Notes on developer prack presentations; highlights include open research evaluation metrics and robot usage statistics accuracy on repository content.
Mining Open Access publications in CORE
Matteo Cancellieri, Lucas Anastasiou, Samuel Pearce, Nancy Pontika
Using a nice Jupyter notebook to present the API and interaction with it using Python.
Simple access to all entities: articles, repositories, journals. (Repositories because this is an aggregrator.) Search is powered by elasticsearch, so all of the lucene query syntax is available.
Swagger provides powerful documentation for the API, with all the parameters etc in a live console. Documentation not just as a static document but as a live test console. Also includes client generation for multiple languages using the swagger API.
Aggregation makes it possible to look at broad trends, e.g. how many papers on a given topic in different repositories from different parts of the world– although hard to know how to adjust for coverage (better for some places than others), or for repositories that are much lager and therefore have higher total numbers.
Oxford vs Cambridge Contest: Collecting Open Research Evaluation Metrics for University Ranking
Petr Knoth, Matteo Cancellieri, Drahomira Herrmannova
Another presentation using a nice ipython/jupyter notebook to present the API queries and data munging along with the results.

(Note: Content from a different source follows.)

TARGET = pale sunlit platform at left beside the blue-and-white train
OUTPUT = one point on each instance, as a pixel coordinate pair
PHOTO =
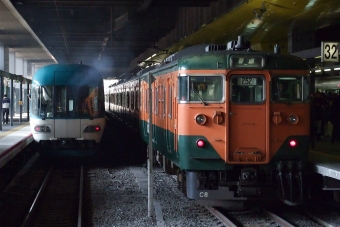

How you can use your repository to benchmark your repository against another institution using freeely available services.
Use the CORE Api to generate a CSV file that will be enriched using Mendeley Catalog API to get information about readership - the number of readings on Mendeley who read a particular article, part of the altmetric (there are others also available); also use Microsoft Academic Graph, currently the world’s largest collection of metadata about academic content with citation data (comparable in size to Scopus; more complete in some areas than others).
For Mendeley, use the DOI as the identifier, and return the stats. Total reader count, readers by country, etc. Makes it possible to identify top articles based on readership (within Mendeley).
Microsoft Academic Graph (MAG) provides a citation matrix - lots of data, so load it as a sparse matrix. Sum rows and columns to get the number of references made and how many tiems a paper is cited. Most of the papers actually have zero citations - which could mean either no data, or the paper has never been cited. Leaving these out for the purposes of calculating averages. MAG is very transparent and allows you to investigate to see if there are gaps in the citations - Scopus has no such transparency.
Conclusion: we can easily make these kinds of insights and statistics freely available without paying for expensive, proprietary alt-metrics; working on creating dashboards to display information about these metrics. (Building a tool to provide a dashboard like this for free, will be presented later at OR2016.)
Joseph W. Greene
Usage statistics as a way to market the service and attract more deposits, as well as a reporting metric to show return on investigation. But accuracy is a problem, and filtering the robots is a problem. DSpacea nd EPrints have native robot detection, but these techniques can be improved.
Robot detection has an exponential effect on usage stats accuracy repositories.
Experiment based on repository download data, manually checked to determine which accesses were robot or human, and simulating DSpace and Eprint robot detection algorithms to see how well they would perform on the same dataset.
85% of unfiltered repository downloads come from robots. A lot of robot detection is based on sessions, but repositories don’t really have sessions (find an article via search engine, download it, and leave).
A typical website has about 15% robot traffic. OA journal has 40% robot traffic; OA repository, 85% (Internet Archive has 91% robot traffic). This means that a little bit of work to improve robot detection has a huge impact on accuracy. If you do not keep pace, as robot technology updates, it will get progressivly work.
Minho DSpace statistics add-on includes some basic machine learning, it stores what it learns when it identifies an agent as a robot. EPrints has a double-click filter (repeat download of the same item within the same hour) - this filters out human behavior (repeat download is not a repeat read), but also meaningful for robot behavior.
Minho has manual checking that allows you to identify spikes in traffic, to investigate and discount robot traffic. It allows you to track down odd usage manually. Check it once a month, about an hour of work to improve usage accuracy by about 15%.
Porting Minho robot detection to other systems could be very effective; manual intervention, or tuning the double-click behavior could make huge differences.
Beyond the Dashboard: Customized Analytics Reporting with Google APIs
Custom reports by mixing Google APIs with other sources.
Google Analytics is powerful, but has limitations - combining with other sources, automating things, missing data for things that don’t have interactions, or other “crazy” use cases that don’t fit what Analytics is designed for. However, Google APIs make it possible to do a lot more, combining analytics, Google Drive, and Google Sheets.
Query explorer is a powerful tool to test out your queries and explore your data before you start developing your application, and also provides convenient snippets to replicate the queries you construct so you can duplicate them in code. Using python because Google provides lots of documentation and examples for using the APIs with Python, although the authentication is still painful.
Linking downloads to ORCID records associated with the DOIs.